You can see nice graphs of inbound and outbound nackCount on the webrtc internals page. If you see the nackCount increasing, it means the network is experiencing high packet loss and the WebRTC stack is doing its best to create a smooth video/audio experience despite that.

When packet loss is so high that the decoder is unable to produce an image, or subsequent dependent images like in the case of a fully lost I-frame, all future P-frames will not be decoded. The receiver will try to mitigate that by sending a special picture loss indication message (PLI). Once the sender receives a PLI, it will produce a new I-frame to help the receiver’s decoder. I-frames are normally larger in size than P-frames. This increases the number of packets that need to be transmitted. Like with NACK messages, the receiver will need to wait for the new I-frame, introducing additional latency.

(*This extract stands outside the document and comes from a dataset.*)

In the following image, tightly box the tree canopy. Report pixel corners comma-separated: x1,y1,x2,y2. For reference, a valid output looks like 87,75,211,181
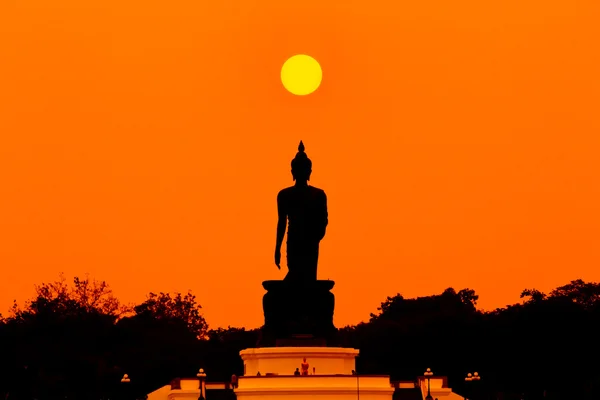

Watch for pliCount on webrtc internals page if it increases - tweak your encoder to produce less packets or enable error resilient mode.

Receiver side latency #

Latency will be affected by packets arriving out of order. If the bottom half of the image packet comes before the top you’d have to wait for the top before decoding. This is explained in the Solving Jitter chapter in great detail.

You can refer also to jitterBufferDelay built-in metric to see how long a frame was held in receive buffer waiting for all of its packets until it was released to the decoder.